McCrory re-posted the video skit on social media last week to coincide with his signing of North Carolina ride-sharing legislation that regulates services such as Uber, Lyft and SideCar made available through smartphone apps.
“In honor of ride-sharing bill I signed, #TBT (meaning: throwback Thursday) to the time I channeled my inner McConaughey 4 @cltsquawks skit,” McCrory tweeted Thursday.
The law requires these taxi-like companies to conduct local and national criminal background checks on the drivers and pay a $5,000 annual state permit fee.
Additionally, they must have insurance to cover their drivers and passengers.
House votes on charter control
The House voted Monday to move control of the state charter school office to the State Board of Education, and to have the board appoint the office’s executive director.

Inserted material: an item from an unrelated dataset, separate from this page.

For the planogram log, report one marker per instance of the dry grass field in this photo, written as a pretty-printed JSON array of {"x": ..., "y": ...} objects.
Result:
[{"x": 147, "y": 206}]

The bill keeps the charter school office in the Department of Public Instruction for administrative purposes, but says the office is “subject to the supervision, direction and control of the State Board of Education.”
The House approved the measure 85-19. If the Senate approves the bill, it will go to McCrory for his signature.
The charter office director is currently a DPI employee working for State Superintendent of Public Instruction June Atkinson, a Democrat. The office is running with an interim director.
Under the bill, Lt. Gov. Dan Forest, the Board Vice Chairman A.L. Collins and another board member would be on the search committee for the next executive director. They would make a recommendation for appointment to the State Board, which has a Republican majority.
Rep. Paul Luebke, a Durham Democrat, objected to the change, saying it would shift authority away from DPI.